- Когда вы работаете над мемуарами, пользуетесь ли какими-либо старыми записями, дневниками или предпочитаете, чтобы события устоялись в памяти?
- К счастью, у меня есть склонность к дневникам. Память не в состоянии годами удерживать множество сиюминутных деталей. А когда я открываю старые записи, все забытое как бы заново оживает. Думаю, что все актерские книги если не сочинены кем-то со стороны, то написаны актерами, которые не ленились вести дневники. Недавно на юбилее Андрея Вознесенского ко мне подсела Люда Максакова, сказала, что читает мою книгу и удивляется, как я запомнила столько про Параджанова, Тарковского, Высоцкого, Бергольц, Бродского и других. Я ей говорю: "Ты тоже могла бы написать, например, о Рубене Николаевиче Симонове, гениальном человеке, с которым ты работала над многими спектаклями". А она возражает: "Я все помню лишь в общих чертах, детали и впечатления забылись".
- Те люди, о ком вы вспоминаете, или их родственники не предъявляют ли к вам претензии, что, дескать, все было не так?
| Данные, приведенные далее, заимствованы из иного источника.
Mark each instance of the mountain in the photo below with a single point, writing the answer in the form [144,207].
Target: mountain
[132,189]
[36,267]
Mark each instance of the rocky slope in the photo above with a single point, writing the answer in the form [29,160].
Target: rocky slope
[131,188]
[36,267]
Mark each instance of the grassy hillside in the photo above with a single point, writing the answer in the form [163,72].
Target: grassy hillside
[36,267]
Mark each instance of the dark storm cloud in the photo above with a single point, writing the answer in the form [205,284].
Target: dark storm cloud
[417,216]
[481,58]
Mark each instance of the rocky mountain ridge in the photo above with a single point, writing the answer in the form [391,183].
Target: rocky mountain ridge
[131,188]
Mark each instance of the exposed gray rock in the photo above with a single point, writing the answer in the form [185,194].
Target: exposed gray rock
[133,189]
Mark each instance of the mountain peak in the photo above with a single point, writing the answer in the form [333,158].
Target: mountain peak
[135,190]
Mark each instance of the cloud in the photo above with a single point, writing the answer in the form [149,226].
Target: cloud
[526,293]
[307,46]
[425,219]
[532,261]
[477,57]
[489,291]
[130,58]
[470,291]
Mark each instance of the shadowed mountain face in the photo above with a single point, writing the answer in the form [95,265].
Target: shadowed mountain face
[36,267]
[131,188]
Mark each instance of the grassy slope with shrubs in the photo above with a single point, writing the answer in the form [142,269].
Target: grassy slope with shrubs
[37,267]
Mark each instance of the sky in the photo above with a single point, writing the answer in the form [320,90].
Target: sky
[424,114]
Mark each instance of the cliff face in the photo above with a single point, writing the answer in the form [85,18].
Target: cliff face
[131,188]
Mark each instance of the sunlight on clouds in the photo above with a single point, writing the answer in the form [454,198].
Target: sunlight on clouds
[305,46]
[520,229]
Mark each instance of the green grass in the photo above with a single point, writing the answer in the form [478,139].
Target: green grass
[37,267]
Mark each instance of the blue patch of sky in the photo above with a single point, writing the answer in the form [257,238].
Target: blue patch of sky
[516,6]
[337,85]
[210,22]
- "Все было, но все не так" - этого не может быть, потому что я записываю именно то, что было, и ничего не выдумываю. Что же касается взгляда на человека, то у каждого он свой, субъективный. В свое время я готовила книжку о Смоктуновском "А скажите, Иннокентий Михайлович". Мы с ним вместе жили в одном доме, снимались в шести или семи картинах и, можно сказать, хорошо друг к другу относились. Наши разговоры я записывала на полях роли, а когда стала расшифровывать, то поняла, что получается не такой уж гладкий портрет. Поэтому поехала к нему показать рукопись. Там, например, я его спрашиваю: "Иннокентий Михайлович, вы гений?" Он отвечает: "Да. Назовите мне другого такого актера, который сыграл бы Мышкина, Гамлета, Головлева, царя Федора, Иванова..." Я соглашаюсь: "Действительно, на таком уровне никто не играл столько. Но разве можно о самом себе так говорить?" - "Получается, Алла, что я выгляжу дураком? И это не следует публиковать?" Тут в разговор вступила его умная жена Суламифь Михайловна: "Кеша, ты не прав. Все написано хорошо". И книжка вышла. Хотя я знаю, что Смоктуновский запретил издавать о себе некоторые монографии и статьи, которые ему не понравились. Он серьезно относился к своей профессии. Намного серьезнее, чем я. Мне вот все равно, что обо мне пишут или какие высказывания приписывают. А Смоктуновский молился богу театра. И вычищал не свою биографию, а именно профессию. И, в общем, он был прав.